Di sicuro le mosse cinesi amplificano i dilemmi della banca centrale giapponese, che - con la crescente sensazione di stallo dell'Abenomics - si troverà sempre più sotto pressione per introdurre nuovi stimoli monetari all'economia nipponica. A quasi due anni e mezzo dall'introduzione della politica ultraespansiva di “allentamento quantitativo e qualitativo” (tra l'altro accusata da alcuni di aver dato lo spunto al tema delle “guerre valutarie” rilanciato in questi giorni da Pechino), la Banca del Giappone si trova davanti a una inflazione “core” tornata vicino allo zero anziché prossima al target ufficiale del 2 per cento. «Un renminbi più debole potrebbe portare la BoJ a varare ulteriori stimoli, in relazione all'inflazione troppo bassa e al fatto che il 2,7% del Pil giapponese è esportato verso la Cina», osserva Andrew Garthwaite del Credit Suisse.

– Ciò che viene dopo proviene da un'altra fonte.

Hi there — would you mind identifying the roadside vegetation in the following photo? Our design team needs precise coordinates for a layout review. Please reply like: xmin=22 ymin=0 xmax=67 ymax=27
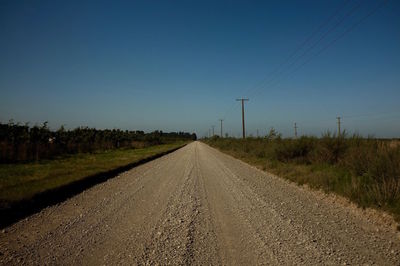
xmin=0 ymin=120 xmax=196 ymax=163
xmin=0 ymin=121 xmax=195 ymax=209
xmin=0 ymin=142 xmax=187 ymax=208
xmin=204 ymin=133 xmax=400 ymax=225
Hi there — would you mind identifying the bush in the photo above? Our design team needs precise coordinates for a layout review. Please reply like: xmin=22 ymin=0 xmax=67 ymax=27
xmin=204 ymin=135 xmax=400 ymax=223
xmin=310 ymin=132 xmax=348 ymax=164
xmin=274 ymin=136 xmax=316 ymax=163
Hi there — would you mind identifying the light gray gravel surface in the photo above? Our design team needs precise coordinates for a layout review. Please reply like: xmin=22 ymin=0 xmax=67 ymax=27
xmin=1 ymin=141 xmax=400 ymax=265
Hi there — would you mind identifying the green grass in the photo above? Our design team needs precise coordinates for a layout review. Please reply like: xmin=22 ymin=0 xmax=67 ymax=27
xmin=0 ymin=142 xmax=187 ymax=206
xmin=204 ymin=137 xmax=400 ymax=226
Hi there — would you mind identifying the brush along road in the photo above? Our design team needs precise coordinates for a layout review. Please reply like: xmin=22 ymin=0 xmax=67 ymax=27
xmin=1 ymin=141 xmax=399 ymax=265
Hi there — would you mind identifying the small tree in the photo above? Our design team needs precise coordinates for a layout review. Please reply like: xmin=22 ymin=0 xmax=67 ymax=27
xmin=266 ymin=127 xmax=282 ymax=140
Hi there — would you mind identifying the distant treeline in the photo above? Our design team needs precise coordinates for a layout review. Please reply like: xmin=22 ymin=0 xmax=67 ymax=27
xmin=0 ymin=121 xmax=196 ymax=163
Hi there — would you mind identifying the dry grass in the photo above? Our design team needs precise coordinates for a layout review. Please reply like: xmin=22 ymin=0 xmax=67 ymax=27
xmin=204 ymin=136 xmax=400 ymax=224
xmin=0 ymin=142 xmax=187 ymax=207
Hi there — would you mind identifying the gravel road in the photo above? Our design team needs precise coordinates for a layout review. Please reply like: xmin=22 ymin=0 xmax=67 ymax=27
xmin=1 ymin=141 xmax=400 ymax=265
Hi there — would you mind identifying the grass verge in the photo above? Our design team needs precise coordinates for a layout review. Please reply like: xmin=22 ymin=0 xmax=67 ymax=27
xmin=204 ymin=137 xmax=400 ymax=228
xmin=0 ymin=141 xmax=187 ymax=224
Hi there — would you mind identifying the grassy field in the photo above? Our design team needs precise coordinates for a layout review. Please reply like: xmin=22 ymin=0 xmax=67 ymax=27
xmin=204 ymin=136 xmax=400 ymax=226
xmin=0 ymin=142 xmax=187 ymax=207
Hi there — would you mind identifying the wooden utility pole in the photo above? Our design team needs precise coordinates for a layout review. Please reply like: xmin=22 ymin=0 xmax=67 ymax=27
xmin=236 ymin=98 xmax=249 ymax=139
xmin=294 ymin=122 xmax=298 ymax=139
xmin=219 ymin=119 xmax=224 ymax=138
xmin=336 ymin=116 xmax=341 ymax=137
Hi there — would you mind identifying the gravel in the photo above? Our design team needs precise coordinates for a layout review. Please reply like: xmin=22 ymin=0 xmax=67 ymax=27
xmin=0 ymin=141 xmax=399 ymax=265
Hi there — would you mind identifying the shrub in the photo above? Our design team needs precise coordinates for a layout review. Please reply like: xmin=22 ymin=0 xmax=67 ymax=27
xmin=204 ymin=135 xmax=400 ymax=223
xmin=274 ymin=136 xmax=316 ymax=163
xmin=310 ymin=131 xmax=348 ymax=164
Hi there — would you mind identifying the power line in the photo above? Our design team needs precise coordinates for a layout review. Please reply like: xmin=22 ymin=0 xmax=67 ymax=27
xmin=290 ymin=0 xmax=389 ymax=79
xmin=221 ymin=0 xmax=355 ymax=120
xmin=291 ymin=110 xmax=399 ymax=128
xmin=247 ymin=0 xmax=365 ymax=100
xmin=281 ymin=0 xmax=352 ymax=66
xmin=247 ymin=0 xmax=389 ymax=104
xmin=343 ymin=111 xmax=399 ymax=119
xmin=220 ymin=0 xmax=390 ymax=136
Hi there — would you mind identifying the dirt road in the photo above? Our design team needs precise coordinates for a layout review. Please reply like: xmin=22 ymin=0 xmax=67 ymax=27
xmin=1 ymin=141 xmax=400 ymax=265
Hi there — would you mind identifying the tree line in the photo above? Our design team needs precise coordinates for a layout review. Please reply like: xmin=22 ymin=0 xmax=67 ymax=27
xmin=0 ymin=121 xmax=196 ymax=163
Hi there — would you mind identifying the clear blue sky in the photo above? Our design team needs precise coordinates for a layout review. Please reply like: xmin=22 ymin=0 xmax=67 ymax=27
xmin=1 ymin=0 xmax=399 ymax=138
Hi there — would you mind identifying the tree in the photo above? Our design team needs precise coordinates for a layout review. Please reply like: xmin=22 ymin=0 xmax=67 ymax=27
xmin=266 ymin=127 xmax=282 ymax=140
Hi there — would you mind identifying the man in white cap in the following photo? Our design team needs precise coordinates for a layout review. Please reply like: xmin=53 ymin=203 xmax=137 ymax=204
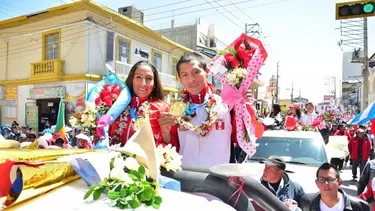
xmin=349 ymin=128 xmax=371 ymax=179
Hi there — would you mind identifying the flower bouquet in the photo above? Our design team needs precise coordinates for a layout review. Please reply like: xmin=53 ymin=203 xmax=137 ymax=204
xmin=207 ymin=33 xmax=268 ymax=157
xmin=84 ymin=154 xmax=162 ymax=209
xmin=85 ymin=72 xmax=132 ymax=141
xmin=69 ymin=103 xmax=97 ymax=130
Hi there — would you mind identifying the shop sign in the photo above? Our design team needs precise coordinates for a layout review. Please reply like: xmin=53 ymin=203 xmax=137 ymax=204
xmin=5 ymin=86 xmax=17 ymax=100
xmin=29 ymin=87 xmax=66 ymax=99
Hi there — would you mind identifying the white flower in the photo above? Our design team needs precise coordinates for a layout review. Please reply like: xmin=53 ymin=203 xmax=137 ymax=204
xmin=113 ymin=157 xmax=127 ymax=169
xmin=124 ymin=157 xmax=140 ymax=171
xmin=157 ymin=144 xmax=182 ymax=172
xmin=110 ymin=167 xmax=134 ymax=184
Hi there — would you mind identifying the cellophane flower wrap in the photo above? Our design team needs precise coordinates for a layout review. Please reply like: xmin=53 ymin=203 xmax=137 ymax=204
xmin=207 ymin=33 xmax=268 ymax=157
xmin=86 ymin=72 xmax=132 ymax=141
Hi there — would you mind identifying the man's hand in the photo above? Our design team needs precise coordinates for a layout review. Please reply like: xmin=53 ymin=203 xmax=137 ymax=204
xmin=244 ymin=89 xmax=254 ymax=100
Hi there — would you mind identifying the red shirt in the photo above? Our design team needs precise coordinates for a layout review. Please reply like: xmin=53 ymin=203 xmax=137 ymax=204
xmin=108 ymin=97 xmax=179 ymax=150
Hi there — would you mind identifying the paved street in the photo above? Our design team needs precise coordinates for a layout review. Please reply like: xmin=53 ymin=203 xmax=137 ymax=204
xmin=340 ymin=167 xmax=358 ymax=197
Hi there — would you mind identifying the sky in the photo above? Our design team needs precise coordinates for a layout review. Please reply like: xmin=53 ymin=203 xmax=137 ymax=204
xmin=0 ymin=0 xmax=374 ymax=104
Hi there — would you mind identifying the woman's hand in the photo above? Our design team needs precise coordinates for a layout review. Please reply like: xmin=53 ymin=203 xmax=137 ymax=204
xmin=159 ymin=112 xmax=176 ymax=143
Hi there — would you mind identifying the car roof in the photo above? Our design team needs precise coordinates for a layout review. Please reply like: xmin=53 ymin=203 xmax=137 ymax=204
xmin=261 ymin=130 xmax=323 ymax=140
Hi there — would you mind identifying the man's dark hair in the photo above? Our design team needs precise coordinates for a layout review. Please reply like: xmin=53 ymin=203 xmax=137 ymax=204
xmin=316 ymin=162 xmax=340 ymax=179
xmin=176 ymin=52 xmax=207 ymax=76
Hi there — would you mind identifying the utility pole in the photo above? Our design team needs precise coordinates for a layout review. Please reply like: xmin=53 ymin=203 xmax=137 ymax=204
xmin=276 ymin=61 xmax=279 ymax=103
xmin=333 ymin=76 xmax=337 ymax=105
xmin=290 ymin=81 xmax=294 ymax=102
xmin=362 ymin=17 xmax=369 ymax=110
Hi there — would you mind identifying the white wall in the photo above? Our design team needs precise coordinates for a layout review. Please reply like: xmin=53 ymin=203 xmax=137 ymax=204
xmin=87 ymin=23 xmax=107 ymax=75
xmin=342 ymin=52 xmax=362 ymax=81
xmin=17 ymin=84 xmax=35 ymax=125
xmin=131 ymin=41 xmax=151 ymax=64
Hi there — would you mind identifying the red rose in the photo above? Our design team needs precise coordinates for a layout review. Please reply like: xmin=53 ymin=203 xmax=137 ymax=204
xmin=230 ymin=58 xmax=240 ymax=69
xmin=103 ymin=84 xmax=112 ymax=92
xmin=224 ymin=53 xmax=235 ymax=63
xmin=95 ymin=97 xmax=102 ymax=105
xmin=100 ymin=90 xmax=111 ymax=100
xmin=237 ymin=48 xmax=246 ymax=60
xmin=111 ymin=93 xmax=119 ymax=100
xmin=113 ymin=84 xmax=120 ymax=93
xmin=103 ymin=96 xmax=113 ymax=107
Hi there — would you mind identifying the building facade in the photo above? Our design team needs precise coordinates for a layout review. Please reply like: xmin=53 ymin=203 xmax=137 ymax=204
xmin=0 ymin=1 xmax=190 ymax=130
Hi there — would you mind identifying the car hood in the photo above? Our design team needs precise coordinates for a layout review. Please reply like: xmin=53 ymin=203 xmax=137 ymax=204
xmin=244 ymin=162 xmax=319 ymax=194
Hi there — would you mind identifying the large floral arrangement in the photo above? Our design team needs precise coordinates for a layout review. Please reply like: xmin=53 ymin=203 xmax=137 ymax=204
xmin=221 ymin=38 xmax=255 ymax=88
xmin=69 ymin=103 xmax=97 ymax=130
xmin=95 ymin=84 xmax=122 ymax=115
xmin=321 ymin=111 xmax=335 ymax=123
xmin=84 ymin=154 xmax=162 ymax=209
xmin=156 ymin=144 xmax=182 ymax=172
xmin=207 ymin=33 xmax=267 ymax=157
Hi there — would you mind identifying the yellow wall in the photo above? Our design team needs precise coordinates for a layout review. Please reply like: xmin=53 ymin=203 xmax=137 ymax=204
xmin=279 ymin=99 xmax=291 ymax=113
xmin=0 ymin=11 xmax=88 ymax=81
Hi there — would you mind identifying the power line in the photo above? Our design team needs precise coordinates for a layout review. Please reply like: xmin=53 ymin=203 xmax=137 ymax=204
xmin=141 ymin=0 xmax=193 ymax=11
xmin=0 ymin=0 xmax=287 ymax=54
xmin=203 ymin=0 xmax=243 ymax=30
xmin=212 ymin=0 xmax=244 ymax=24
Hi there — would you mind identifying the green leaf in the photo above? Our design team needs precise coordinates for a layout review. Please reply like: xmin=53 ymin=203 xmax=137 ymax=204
xmin=118 ymin=202 xmax=128 ymax=210
xmin=110 ymin=157 xmax=115 ymax=170
xmin=83 ymin=185 xmax=95 ymax=200
xmin=120 ymin=188 xmax=129 ymax=197
xmin=128 ymin=173 xmax=140 ymax=181
xmin=108 ymin=190 xmax=120 ymax=200
xmin=152 ymin=202 xmax=161 ymax=209
xmin=138 ymin=165 xmax=145 ymax=176
xmin=128 ymin=200 xmax=141 ymax=209
xmin=93 ymin=190 xmax=102 ymax=200
xmin=137 ymin=187 xmax=154 ymax=201
xmin=153 ymin=196 xmax=162 ymax=204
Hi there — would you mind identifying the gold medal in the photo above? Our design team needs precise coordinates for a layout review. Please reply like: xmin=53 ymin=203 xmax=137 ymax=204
xmin=170 ymin=101 xmax=186 ymax=117
xmin=134 ymin=117 xmax=146 ymax=130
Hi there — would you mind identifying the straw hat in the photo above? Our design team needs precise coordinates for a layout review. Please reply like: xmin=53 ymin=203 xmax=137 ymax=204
xmin=0 ymin=134 xmax=20 ymax=149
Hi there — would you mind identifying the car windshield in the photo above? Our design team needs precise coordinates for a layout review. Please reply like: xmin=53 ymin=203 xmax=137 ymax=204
xmin=249 ymin=136 xmax=327 ymax=166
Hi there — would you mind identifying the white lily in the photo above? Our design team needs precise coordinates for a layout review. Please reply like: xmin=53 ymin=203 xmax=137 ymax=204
xmin=109 ymin=167 xmax=134 ymax=185
xmin=124 ymin=157 xmax=140 ymax=171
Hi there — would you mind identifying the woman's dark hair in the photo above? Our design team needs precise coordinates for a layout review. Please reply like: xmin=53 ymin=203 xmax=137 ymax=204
xmin=125 ymin=60 xmax=164 ymax=100
xmin=176 ymin=52 xmax=207 ymax=76
xmin=295 ymin=108 xmax=301 ymax=119
xmin=272 ymin=104 xmax=281 ymax=116
xmin=44 ymin=124 xmax=50 ymax=129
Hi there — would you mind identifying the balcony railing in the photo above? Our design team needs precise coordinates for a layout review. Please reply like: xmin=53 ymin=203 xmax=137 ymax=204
xmin=115 ymin=61 xmax=132 ymax=79
xmin=115 ymin=61 xmax=181 ymax=89
xmin=30 ymin=60 xmax=64 ymax=79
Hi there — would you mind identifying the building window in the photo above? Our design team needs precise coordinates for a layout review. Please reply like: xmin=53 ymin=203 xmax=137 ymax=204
xmin=42 ymin=29 xmax=61 ymax=61
xmin=172 ymin=57 xmax=178 ymax=76
xmin=153 ymin=50 xmax=162 ymax=71
xmin=117 ymin=38 xmax=131 ymax=64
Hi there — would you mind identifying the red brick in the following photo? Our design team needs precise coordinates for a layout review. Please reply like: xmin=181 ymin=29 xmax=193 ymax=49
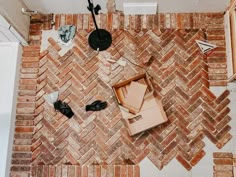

Pechino rischia di esportare deflazione al di là delle pure dinamiche valutarie: molti investitori hanno preso le ultime mosse cinesi come un chiaro segnale di consapevolezza ufficiale di un forte rallentamento della crescita, il che di riflesso sta provocando una fuga dagli asset di rischio che penalizza in particolare le materie prime. La BoJ ha già invocato la comoda scusa del calo dei prezzi petroliferi per giustificare un rinvio del raggiungimento del target sull'inflazione introdotto nel 2013, ma è difficile che possa permettersi un ritorno sottozero dell'indice dei prezzi senza perdere la faccia (il governatore Kuroda ha promesso di fare “whatever it takes” in senso reflazionista).

La stessa industria giapponese in genere non vede con favore un ulteriore deprezzamento. Se però la BoJ dovesse allentare ancora la sua politica in contemporanea con il previsto avvio in autunno della manovra di rialzo dei tassi americani, la divisa nipponica potrebbe precipitare oltre quanto desiderabile. Così gli analisti di Nomura Securities ritengono che la banca centrale nipponica agirà non prima dell'aprile dell'anno prossimo. Ad ogni modo, il report di Nomura sottolinea che gli effetti sull'economia giapponese dovrebbero restare limitati se lo yuan non dovesse deprezzarsi di più (si era del resto apprezzato da inizio anno). Tutt'altra musica in caso contrario: «Un ulteriore deprezzamento dello yuan sarebbe una cattiva notizia per gli esportatori giapponesi, che hanno una relazione competitiva con operatori cinesi (verso mercati terzi)». Non solo: a soffrire sarebbero anche le aziende con alta esposizione all'ondata in corso di turisti cinesi in Giappone, che sono anche il gruppo straniero che più spende in media quando si trova in vacanza. Così anche Nomura preferisce consigliare ai propri clienti di trovare rifugio momentaneo in titoli dipendenti dalla domanda interna, in quanto, pur ritenendo modesto il rischio di una frana del Nikkei, sul breve termine la svalutazione dello yuan pone pressioni ribassiste sul mercato nel quadro di una più generale riduzione della propensione all'investimento verso asset di rischio. Secondo Junichi Makino, capo economista a SMBC Nikko Securities, va comunque considerato che le esportazioni dal Giappone alla Cina e dalle affiliate nipponiche in Cina verso il resto del mondo sono denominate in yen o dollari, senza quindi un diretto legame con il valore dello yuan.